Hayes' deputy Dick Adams reiterated Gillard now had Rudd's support.
"Kevin said he would be right behind Julia and I believe that is what everyone in the caucus is now expecting."
There had been suggestions that Rudd would foment further trouble in the coming months in the hope of gathering stronger support and staging another challenge later in the year.
But over the weekend he gave an unreserved assurance that he would renounce any fresh claims on the prime ministership and work as a loyal Gillard trooper until the next election.
The scale of his defeat effectively means he has no chance now of a comeback, despite predictions before the ballot by key Left supporter Doug Cameron that if Gillard did not improve her polling another challenge would be made within months.
Gillard will now need to reshuffle her Cabinet, although changes will be minimal as most ministers backed her leadership.

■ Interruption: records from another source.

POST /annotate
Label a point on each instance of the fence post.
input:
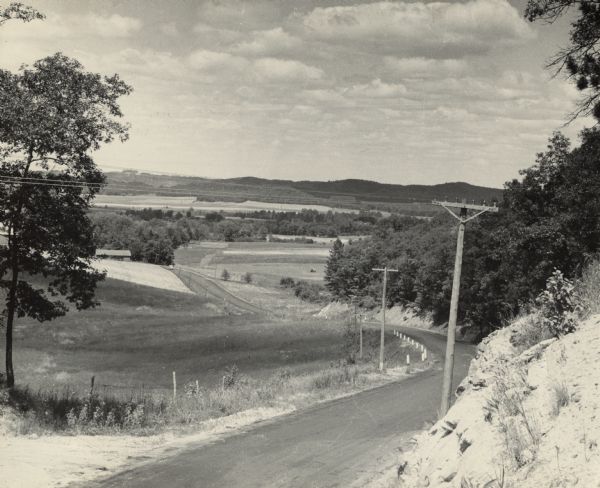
(174, 385)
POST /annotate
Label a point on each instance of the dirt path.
(338, 443)
(202, 284)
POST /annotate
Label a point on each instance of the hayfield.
(268, 262)
(186, 202)
(141, 274)
(139, 335)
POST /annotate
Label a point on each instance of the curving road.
(338, 443)
(201, 284)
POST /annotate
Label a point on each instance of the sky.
(407, 92)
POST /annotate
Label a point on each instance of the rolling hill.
(350, 192)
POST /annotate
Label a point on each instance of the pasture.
(139, 335)
(268, 262)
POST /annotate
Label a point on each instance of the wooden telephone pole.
(462, 218)
(383, 306)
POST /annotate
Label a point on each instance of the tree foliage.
(52, 116)
(18, 11)
(550, 218)
(581, 58)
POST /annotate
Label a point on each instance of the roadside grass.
(139, 335)
(144, 412)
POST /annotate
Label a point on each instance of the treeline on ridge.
(550, 219)
(152, 235)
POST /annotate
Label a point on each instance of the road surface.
(333, 444)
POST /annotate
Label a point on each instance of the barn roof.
(123, 253)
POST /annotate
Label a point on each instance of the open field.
(187, 202)
(141, 274)
(268, 262)
(139, 335)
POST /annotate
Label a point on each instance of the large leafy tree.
(17, 10)
(581, 57)
(53, 115)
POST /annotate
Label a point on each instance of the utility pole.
(383, 306)
(462, 218)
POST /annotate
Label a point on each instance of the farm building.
(117, 254)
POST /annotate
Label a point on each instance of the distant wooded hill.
(347, 192)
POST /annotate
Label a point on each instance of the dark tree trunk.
(10, 317)
(11, 304)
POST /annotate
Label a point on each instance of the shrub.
(519, 427)
(309, 292)
(231, 377)
(588, 289)
(559, 305)
(561, 397)
(287, 282)
(530, 330)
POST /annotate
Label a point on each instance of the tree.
(53, 113)
(17, 10)
(581, 58)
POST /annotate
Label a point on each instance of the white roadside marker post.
(383, 307)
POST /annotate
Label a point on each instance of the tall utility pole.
(383, 306)
(462, 218)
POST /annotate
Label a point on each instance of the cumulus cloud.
(240, 14)
(212, 61)
(268, 43)
(378, 89)
(424, 67)
(76, 26)
(440, 28)
(169, 29)
(273, 69)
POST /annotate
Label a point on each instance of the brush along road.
(336, 443)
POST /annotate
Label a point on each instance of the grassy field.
(139, 335)
(268, 262)
(186, 202)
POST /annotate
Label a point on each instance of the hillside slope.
(523, 418)
(308, 192)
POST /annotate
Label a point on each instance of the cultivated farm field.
(268, 262)
(186, 202)
(140, 334)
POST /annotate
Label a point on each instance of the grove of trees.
(549, 219)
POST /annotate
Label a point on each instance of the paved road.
(332, 444)
(201, 284)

Only five supported Rudd: Anthony Albanese (Transport), Chris Bowen Immigration), Kim Carr (Innovation), Robert McClelland (Emergency Management) and Martin Ferguson (Resources and Energy).
The futures of Carr and McClelland are especially dubious, as Gillard demoted McClelland from Attorney-General in her last reshuffle, and banished Carr to the outer ministry.
Albanese offered his resignation, but Gillard has refused to accept it.
Rudd will be replaced, probably by his predecessor and now Defence Minister Stephen Smith, although high-flying Trade Minister Craig Emerson has also been mentioned.
Rudd has acknowledged the huge damage months of leadership speculation has caused the Government, and said that if Labor did not get it right after the ballot both he and Gillard would be sitting on the Opposition backbenches.
He and Gillard said the party must bury its hatchets and try to restore support in time for the next election in about 18 months' time.
Polls have regularly shown the scale of the problem. The latest Newspoll in The Australian said that despite the Government's woes its primary vote had climbed three points to 35 per cent in the past week, but still ran 10 points behind the Opposition.
The two-party preferred vote that decides Australian elections has also narrowed slightly, but the Opposition has maintained a crushing 53-47 per cent lead.
""We are a great country, but we are being let down by a bad government," Opposition Leader Tony Abbott said.